The Sharman parties argue that "substantial injustice" was caused by the Anton Piller orders, claiming that some material seized was irrelevant to the case and that an appeal is necessary to remove "the slur on the reputation" of the company.
In addition, BDE claimed the raids were a "very considerable invasion of privacy" which has caused them a "real economic loss" from the publicity surrounding the case.
However the full Court of Appeal ruled in favour of Universal Music Australia (and affiliated parties), with judges Black and Stone stating in their reasons for denial that "in our view these matters would not, either individually or cumulatively, occasion injustice to the applicants of such a character and to such a degree as to justify the grant of leave".
The judges added that the seized material is in the custody of a third party and as such was not "insecure or vulnerable in any way" and "while the present situation is undoubtedly inconvenient for the applicants for leave [Sharman and BDE], we do not see this as amounting to substantial injustice."
The chief executive officer of Sharman Networks, Nikki Hemming, said the company was disappointed with the decision.

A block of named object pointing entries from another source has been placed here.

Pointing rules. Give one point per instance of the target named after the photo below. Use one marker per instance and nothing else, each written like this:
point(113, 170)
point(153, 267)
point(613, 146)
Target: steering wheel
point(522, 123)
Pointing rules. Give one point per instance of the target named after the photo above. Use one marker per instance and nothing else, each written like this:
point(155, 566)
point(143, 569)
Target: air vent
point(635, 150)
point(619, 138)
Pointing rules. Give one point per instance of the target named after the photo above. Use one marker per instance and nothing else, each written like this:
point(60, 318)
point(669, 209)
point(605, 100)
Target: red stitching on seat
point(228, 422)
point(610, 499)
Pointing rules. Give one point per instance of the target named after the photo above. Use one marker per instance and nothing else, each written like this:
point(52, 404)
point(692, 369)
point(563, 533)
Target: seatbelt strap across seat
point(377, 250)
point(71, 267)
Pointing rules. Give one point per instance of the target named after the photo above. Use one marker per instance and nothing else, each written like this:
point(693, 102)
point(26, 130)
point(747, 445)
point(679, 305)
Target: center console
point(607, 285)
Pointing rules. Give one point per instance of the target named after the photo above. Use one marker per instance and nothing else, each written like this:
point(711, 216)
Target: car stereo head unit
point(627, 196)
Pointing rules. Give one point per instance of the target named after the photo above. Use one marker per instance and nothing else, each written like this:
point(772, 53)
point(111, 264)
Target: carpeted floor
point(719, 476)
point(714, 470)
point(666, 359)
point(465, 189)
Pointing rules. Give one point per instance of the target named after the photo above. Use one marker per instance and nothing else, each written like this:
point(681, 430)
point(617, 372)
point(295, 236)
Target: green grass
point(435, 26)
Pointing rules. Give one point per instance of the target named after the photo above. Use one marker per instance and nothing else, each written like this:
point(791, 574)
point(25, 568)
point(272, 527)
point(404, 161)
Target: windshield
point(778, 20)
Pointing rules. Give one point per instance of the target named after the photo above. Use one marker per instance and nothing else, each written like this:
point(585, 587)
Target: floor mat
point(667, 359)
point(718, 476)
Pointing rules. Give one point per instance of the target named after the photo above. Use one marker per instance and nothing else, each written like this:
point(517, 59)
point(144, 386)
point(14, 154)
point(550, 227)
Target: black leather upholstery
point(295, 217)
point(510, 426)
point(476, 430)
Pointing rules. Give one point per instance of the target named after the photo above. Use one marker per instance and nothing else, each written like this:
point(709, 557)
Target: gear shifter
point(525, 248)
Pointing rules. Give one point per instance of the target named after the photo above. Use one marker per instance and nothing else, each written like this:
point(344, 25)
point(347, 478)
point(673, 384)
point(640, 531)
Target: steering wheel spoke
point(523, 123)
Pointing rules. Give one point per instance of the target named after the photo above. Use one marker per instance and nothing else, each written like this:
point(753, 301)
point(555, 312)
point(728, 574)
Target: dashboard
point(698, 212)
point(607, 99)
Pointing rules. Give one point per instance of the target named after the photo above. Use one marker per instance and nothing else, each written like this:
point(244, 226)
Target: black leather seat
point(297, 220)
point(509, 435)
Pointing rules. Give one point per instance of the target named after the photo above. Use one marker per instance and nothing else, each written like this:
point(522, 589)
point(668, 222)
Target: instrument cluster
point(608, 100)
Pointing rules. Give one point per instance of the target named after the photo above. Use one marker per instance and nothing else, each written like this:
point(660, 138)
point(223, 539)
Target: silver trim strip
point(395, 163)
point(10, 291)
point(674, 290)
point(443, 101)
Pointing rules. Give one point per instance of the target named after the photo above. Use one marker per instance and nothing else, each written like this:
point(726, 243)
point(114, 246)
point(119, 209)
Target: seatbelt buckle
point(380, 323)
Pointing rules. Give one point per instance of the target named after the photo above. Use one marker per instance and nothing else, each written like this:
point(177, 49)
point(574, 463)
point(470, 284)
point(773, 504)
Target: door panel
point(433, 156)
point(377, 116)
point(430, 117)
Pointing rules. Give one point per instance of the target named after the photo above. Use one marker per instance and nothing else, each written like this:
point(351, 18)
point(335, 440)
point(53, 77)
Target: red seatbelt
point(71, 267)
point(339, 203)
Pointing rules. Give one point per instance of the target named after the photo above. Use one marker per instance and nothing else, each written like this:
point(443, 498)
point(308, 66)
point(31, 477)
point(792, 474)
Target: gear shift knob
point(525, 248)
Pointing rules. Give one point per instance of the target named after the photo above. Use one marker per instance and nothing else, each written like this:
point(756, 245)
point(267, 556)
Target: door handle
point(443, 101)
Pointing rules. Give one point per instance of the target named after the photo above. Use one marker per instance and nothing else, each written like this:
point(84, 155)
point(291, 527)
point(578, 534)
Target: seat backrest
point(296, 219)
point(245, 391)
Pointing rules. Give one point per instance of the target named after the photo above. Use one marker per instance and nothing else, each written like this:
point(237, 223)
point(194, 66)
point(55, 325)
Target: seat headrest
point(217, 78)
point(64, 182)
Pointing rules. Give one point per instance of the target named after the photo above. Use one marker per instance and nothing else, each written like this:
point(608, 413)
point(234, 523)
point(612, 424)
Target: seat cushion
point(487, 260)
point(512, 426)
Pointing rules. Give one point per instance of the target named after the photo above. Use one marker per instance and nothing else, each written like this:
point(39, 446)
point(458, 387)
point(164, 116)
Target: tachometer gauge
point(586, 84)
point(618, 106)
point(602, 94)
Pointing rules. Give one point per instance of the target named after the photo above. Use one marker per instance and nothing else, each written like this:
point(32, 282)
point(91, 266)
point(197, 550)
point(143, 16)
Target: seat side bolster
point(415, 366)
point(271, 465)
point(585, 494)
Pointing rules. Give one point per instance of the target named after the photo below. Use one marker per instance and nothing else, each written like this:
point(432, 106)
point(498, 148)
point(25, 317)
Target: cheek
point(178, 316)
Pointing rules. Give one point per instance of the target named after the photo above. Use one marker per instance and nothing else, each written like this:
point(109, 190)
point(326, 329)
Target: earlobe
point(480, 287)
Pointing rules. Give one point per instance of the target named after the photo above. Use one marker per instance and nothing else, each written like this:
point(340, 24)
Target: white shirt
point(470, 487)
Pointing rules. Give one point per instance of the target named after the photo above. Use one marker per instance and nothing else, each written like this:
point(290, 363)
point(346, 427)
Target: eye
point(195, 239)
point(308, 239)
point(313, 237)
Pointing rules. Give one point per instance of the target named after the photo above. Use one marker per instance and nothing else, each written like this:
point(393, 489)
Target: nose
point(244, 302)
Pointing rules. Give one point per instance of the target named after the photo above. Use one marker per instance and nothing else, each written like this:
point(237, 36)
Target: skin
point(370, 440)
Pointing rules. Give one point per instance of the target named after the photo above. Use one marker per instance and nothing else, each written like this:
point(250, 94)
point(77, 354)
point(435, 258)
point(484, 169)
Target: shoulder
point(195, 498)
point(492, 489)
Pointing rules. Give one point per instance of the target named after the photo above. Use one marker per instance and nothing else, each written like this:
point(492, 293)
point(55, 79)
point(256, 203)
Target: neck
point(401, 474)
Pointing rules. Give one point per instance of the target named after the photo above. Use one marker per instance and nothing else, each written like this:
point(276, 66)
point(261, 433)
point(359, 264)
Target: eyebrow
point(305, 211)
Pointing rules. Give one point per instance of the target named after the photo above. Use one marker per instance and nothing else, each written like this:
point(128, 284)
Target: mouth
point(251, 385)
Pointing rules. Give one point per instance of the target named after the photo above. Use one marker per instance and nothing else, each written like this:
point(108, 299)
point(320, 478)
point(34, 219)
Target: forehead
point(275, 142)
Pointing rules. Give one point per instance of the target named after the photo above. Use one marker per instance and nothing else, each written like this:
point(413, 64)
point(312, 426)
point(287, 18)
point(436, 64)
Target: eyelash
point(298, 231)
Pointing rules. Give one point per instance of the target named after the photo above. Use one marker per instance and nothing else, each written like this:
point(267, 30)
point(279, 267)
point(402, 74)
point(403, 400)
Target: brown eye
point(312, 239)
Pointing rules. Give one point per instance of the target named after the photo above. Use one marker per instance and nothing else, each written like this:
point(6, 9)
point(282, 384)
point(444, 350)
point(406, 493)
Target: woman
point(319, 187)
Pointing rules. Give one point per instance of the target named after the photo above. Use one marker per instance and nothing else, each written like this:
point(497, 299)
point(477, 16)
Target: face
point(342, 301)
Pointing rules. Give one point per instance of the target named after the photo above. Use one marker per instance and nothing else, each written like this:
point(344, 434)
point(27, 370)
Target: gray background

However, she added that it had "no bearing" on the copyright infringement case itself.
"We feel the granting of the Anton Piller order was legally wrong and that was our basis for bringing the matter before the court. We are now focused on winning the current case," said Hemming.
The next hearing is scheduled for 14 October to address any further motions concerning discovery, and to decide if any parties should be struck out from the case.